Silencio

Crítica de Pablo E. Arahuete - CineFreaks

Con fe en la ideología

La concreción de este proyecto implica para Martin Scorsese tal vez el cierre de un largo capítulo que puede traducirse a tríptico, de acuerdo a su extensa filmografía.

Lo cierto es que de aquel director de La última tentación de Cristo (1988), película que en este país elevó todo tipo de polémica y censura en décadas pasadas al de Silencio (2016) los cuestionamientos sobre el dogma y la reflexión entre la fe y el sacrificio, lejos de encontrar una respuesta suman nuevos elementos.

La epopeya de los sacerdotes apóstatas en la dinastía Edo deja plasmada una idea interesante que pone a dios como un concepto o idea más que otra cosa. Si esa idea es portadora de una única verdad y un sólo camino posible para la fe, ese es otro problema que ninguna consciencia o razón puede resolver.

Ahora bien, ¿cuánto tiene de fe la imposición de una ideología? Martin Scorsese tensa desde sus planteos esa premisa, pero lo hace siempre apostando al territorio del sacrificio en pos de la propia fe cristiana. El renunciamiento como parte de la primera etapa de la apostasía tiene como consecuencia la crisis existencial. Pero ¿hasta donde es existencial una crisis cuando existe algo superior al hombre y a su ideal de concepción divina?

En ese sentido, el derrotero de los sacerdotes transita por la ambigüedad entre el hombre que cree, que adoctrina y el hombre que sufre por el silencio y la indiferencia a sus actos.
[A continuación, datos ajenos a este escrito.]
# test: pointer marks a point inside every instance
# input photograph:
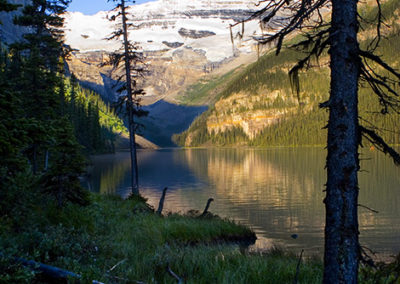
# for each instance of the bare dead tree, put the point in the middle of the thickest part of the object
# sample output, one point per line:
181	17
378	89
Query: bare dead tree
133	64
333	26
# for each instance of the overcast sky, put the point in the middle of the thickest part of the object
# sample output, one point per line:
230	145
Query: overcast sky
90	7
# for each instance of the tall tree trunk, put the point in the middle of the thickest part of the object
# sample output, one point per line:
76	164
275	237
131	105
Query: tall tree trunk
341	228
132	142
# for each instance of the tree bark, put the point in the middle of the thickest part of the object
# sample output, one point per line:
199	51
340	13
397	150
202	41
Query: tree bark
132	142
341	229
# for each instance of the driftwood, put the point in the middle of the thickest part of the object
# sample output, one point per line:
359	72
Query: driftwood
207	206
296	278
173	274
48	271
161	203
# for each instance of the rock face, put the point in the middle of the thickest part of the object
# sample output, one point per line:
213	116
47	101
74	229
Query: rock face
252	113
194	34
9	32
182	40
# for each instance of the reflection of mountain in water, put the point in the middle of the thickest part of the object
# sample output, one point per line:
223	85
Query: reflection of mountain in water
276	191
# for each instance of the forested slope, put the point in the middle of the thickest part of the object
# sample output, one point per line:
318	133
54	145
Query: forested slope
259	108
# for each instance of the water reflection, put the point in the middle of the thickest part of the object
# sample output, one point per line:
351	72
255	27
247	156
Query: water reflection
278	191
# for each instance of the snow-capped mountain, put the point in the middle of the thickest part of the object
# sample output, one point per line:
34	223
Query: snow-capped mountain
169	25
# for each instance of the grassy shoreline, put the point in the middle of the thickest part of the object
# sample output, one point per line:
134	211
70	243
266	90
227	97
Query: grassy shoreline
147	247
124	241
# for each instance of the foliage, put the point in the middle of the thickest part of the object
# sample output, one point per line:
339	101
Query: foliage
91	240
305	127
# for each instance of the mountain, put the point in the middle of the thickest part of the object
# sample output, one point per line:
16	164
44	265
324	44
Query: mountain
183	41
257	107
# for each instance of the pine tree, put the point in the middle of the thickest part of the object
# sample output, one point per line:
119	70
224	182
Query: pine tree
133	68
349	63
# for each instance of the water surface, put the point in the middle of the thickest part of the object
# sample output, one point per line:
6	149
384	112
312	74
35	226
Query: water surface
276	191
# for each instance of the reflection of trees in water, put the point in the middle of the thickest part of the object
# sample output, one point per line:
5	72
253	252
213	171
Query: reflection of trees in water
110	172
379	189
280	190
277	189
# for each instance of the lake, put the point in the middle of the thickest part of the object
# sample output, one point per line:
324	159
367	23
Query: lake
276	191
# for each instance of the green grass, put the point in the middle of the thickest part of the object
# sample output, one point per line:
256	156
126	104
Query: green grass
270	73
91	240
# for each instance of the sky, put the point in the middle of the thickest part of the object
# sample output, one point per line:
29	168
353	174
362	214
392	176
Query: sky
90	7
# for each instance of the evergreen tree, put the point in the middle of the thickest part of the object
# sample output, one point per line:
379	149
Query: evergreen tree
342	248
132	61
62	178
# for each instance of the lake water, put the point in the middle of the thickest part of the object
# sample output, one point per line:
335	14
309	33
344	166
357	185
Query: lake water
277	191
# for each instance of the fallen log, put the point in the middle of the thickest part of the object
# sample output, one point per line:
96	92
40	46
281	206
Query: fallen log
207	206
48	271
161	203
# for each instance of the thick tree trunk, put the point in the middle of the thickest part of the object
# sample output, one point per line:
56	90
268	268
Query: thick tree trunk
132	141
341	229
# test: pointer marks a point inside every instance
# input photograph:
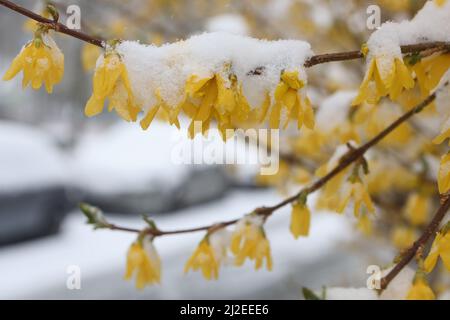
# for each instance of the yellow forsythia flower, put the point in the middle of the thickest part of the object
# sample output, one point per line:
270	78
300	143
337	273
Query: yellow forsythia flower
365	224
216	98
249	241
430	70
420	290
111	81
358	192
289	97
440	248
403	237
89	56
417	209
41	62
444	174
144	260
377	84
204	258
300	220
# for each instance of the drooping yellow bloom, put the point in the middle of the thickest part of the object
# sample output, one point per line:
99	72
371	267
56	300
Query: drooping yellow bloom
375	118
204	258
143	260
249	241
111	82
214	98
444	134
358	192
403	237
89	56
444	174
289	99
439	248
417	209
378	82
430	70
420	290
365	224
41	62
300	220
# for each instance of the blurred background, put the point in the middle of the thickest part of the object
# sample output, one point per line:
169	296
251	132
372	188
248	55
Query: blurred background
52	157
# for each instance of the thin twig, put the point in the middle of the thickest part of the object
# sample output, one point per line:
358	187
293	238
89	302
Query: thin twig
58	27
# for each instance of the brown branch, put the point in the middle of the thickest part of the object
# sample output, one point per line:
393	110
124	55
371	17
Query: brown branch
429	232
314	60
352	156
351	55
58	27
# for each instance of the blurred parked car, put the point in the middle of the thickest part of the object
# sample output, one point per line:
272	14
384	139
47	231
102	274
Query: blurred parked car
33	200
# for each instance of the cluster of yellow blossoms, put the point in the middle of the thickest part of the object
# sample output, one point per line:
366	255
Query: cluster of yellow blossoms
248	241
205	100
144	261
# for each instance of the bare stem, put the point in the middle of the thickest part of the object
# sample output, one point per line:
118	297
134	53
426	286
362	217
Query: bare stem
428	233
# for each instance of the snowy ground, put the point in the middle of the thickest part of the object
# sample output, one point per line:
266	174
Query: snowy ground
38	269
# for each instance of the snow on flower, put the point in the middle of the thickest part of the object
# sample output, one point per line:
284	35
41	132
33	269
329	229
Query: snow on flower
219	77
143	259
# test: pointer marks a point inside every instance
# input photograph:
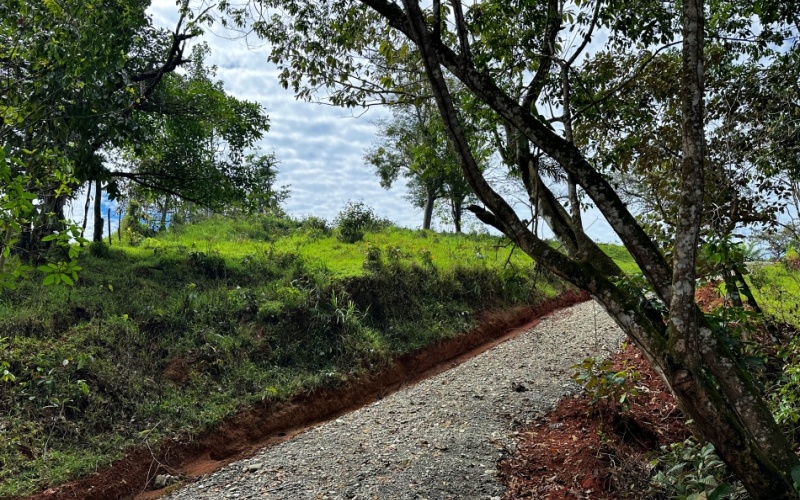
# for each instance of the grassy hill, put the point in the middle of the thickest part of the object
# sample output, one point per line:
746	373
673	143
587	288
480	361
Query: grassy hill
168	335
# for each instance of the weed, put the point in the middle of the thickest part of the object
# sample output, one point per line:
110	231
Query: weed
692	470
605	384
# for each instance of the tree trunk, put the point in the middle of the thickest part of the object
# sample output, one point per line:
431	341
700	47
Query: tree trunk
86	208
697	366
731	288
97	234
746	291
164	208
430	199
457	209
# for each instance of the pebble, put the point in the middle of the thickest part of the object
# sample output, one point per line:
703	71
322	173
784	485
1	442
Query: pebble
391	449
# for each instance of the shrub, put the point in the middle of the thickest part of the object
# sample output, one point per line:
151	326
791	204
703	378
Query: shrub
792	259
355	219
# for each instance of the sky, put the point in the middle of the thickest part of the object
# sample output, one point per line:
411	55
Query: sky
319	148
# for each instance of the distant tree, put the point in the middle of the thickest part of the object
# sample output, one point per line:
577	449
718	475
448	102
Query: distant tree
518	57
413	144
74	74
197	149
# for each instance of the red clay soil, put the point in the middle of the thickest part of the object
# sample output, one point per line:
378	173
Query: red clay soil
566	457
255	428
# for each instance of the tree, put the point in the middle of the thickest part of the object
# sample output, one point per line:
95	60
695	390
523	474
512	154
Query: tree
195	146
413	144
74	73
497	48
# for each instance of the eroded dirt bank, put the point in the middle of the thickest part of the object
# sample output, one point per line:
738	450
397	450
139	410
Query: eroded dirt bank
249	431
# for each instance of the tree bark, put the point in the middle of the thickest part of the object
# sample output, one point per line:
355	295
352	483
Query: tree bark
162	225
456	208
700	370
97	234
430	199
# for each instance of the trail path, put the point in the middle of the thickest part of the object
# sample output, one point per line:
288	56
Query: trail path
438	439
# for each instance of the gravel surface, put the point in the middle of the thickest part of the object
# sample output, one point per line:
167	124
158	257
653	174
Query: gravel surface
440	438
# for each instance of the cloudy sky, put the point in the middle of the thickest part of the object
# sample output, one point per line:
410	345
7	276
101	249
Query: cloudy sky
319	148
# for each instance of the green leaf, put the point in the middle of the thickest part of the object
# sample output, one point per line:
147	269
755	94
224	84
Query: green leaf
796	476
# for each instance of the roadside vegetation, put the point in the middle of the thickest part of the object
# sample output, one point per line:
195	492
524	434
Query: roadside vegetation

No hay nadie en la tierra que comunique si las acciones están bien o mal, salvo aquellas que se creen por un profundo y arraigado sentido de fe.

Las torturas corporales y las del espíritu en manos de los japoneses que con métodos aberrantes buscaban limpiar el poder de la cristiandad en las aldeas para instaurar un pensamiento único son el sustento que Martin Scorsese utiliza para generar cierto sentido en el sinsentido.

Los actos mas aberrantes muchas veces se cometen en nombre de dios, cualquier tipo de fundamentalismo justifica su inhumanidad en nombre de dios. Y lo que menos aparece en las ruinas, en la muerte y en la resignación es esa idea superadora como la que soslayan en secreto esos campesinos que necesitan confesar sus pecados porque están más de acuerdo con el otro bando que con el propio.

Luego de estas disquisiciones, que aparecen de forma latente en los diálogos entre los sacerdotes y el shogun apodado “El inquisidor”, la película del director de Kundun (1997), remake de la japonesa de Masahiro Shinoda en 1971, apela a la épica romántica y a la propia convicción de ser ecuánime en el planteo. Claro que de un lado hay torturadores japoneses y del otro sufrientes occidentales que pretenden imponer su verdad por el bien de los ingenuos campesinos que los siguen.